FIMS Publications

Web hyperlink profiles of news sites: A comparison of newspapers of USA, Canada, and China

Document Type

Article

Publication Date

1-1-2005

Volume

57

Journal

Aslib Proceedings: New Information Perspectives

First Page

398

URL with Digital Object Identifier

https://doi.org/10.1108/00012530510621851

Last Page

411

Abstract

Purpose - To construct web visibility profiles of news web sites by examining hyperlinks pointing to the sites. Design/methodology/approach - National newspapers from USA (USA Today), Canada (The Globe and Mail), China (People's Daily) as well as Hong Kong (Sing Tao Daily) were selected for the study.

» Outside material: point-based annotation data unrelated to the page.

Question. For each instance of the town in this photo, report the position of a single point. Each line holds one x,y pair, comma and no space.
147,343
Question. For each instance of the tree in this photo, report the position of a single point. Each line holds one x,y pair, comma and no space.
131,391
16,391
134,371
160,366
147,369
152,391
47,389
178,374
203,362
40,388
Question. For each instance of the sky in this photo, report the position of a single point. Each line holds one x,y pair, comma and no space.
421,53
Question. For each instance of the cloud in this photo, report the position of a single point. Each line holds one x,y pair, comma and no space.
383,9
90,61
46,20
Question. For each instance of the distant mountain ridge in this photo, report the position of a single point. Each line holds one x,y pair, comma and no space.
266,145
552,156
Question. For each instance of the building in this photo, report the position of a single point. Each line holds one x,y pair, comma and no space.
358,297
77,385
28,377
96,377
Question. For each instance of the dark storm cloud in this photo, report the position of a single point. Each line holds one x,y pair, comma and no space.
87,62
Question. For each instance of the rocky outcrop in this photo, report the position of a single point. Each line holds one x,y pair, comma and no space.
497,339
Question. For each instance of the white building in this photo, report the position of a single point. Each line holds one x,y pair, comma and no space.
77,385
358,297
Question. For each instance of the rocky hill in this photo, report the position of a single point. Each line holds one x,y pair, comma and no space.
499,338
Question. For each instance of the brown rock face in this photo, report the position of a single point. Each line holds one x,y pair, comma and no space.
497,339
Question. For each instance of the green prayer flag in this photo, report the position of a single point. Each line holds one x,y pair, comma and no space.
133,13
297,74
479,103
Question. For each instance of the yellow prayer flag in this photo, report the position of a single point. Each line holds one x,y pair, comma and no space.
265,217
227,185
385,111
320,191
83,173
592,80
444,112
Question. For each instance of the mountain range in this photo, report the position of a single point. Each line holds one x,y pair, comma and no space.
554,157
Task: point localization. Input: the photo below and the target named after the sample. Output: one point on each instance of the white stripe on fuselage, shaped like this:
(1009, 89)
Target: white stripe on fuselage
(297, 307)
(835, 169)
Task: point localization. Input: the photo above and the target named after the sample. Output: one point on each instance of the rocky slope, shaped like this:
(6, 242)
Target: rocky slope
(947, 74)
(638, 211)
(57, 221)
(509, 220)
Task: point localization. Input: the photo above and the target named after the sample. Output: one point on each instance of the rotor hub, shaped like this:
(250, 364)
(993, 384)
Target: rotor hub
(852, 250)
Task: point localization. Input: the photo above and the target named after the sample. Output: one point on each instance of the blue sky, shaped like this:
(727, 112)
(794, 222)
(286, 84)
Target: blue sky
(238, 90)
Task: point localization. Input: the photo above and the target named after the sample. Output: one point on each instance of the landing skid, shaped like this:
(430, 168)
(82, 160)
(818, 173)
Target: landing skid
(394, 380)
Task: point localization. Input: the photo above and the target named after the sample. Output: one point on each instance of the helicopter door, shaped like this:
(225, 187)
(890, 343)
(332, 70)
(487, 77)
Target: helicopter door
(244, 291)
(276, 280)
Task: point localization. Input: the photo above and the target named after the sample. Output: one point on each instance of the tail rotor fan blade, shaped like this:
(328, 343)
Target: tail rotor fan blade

A total of 1,859 links pointing to the four news sites were manually classified into the four aspects of language, country, types of sites, and reasons or purposes for linking. Findings - A comparison of the four news sites provided useful information on their web visibility. The Globe and Mail seemed to have a larger international reach than USA Today. Neither newspaper web site attracted links from China or from pages in the Chinese language. Outside China, People's Daily, an official Chinese Government newspaper, is not as visible as Hong Kong based Sing Tao Daily. USA Today and The Globe and Mail were used more for news citing or reprinting purposes while People's Daily seemed to be used more as a research resource. Research limitations/implications - Link analysis like this provides us with only an indirect view of the online readership and the methodology has limitations. Not all readers create links to the newspaper sites that they visit. Readers could be led to a news site through other venues including "social bookmarking" services. Practical implications - The study shows that link analysis is a novel and useful method that journalists and information professionals can use to gauge online readership and potential impact of news sites. Originality/value - Presented a novel method that complements but not replaces other web user studies such as web server log analysis. © Emerald Group Publishing Limited.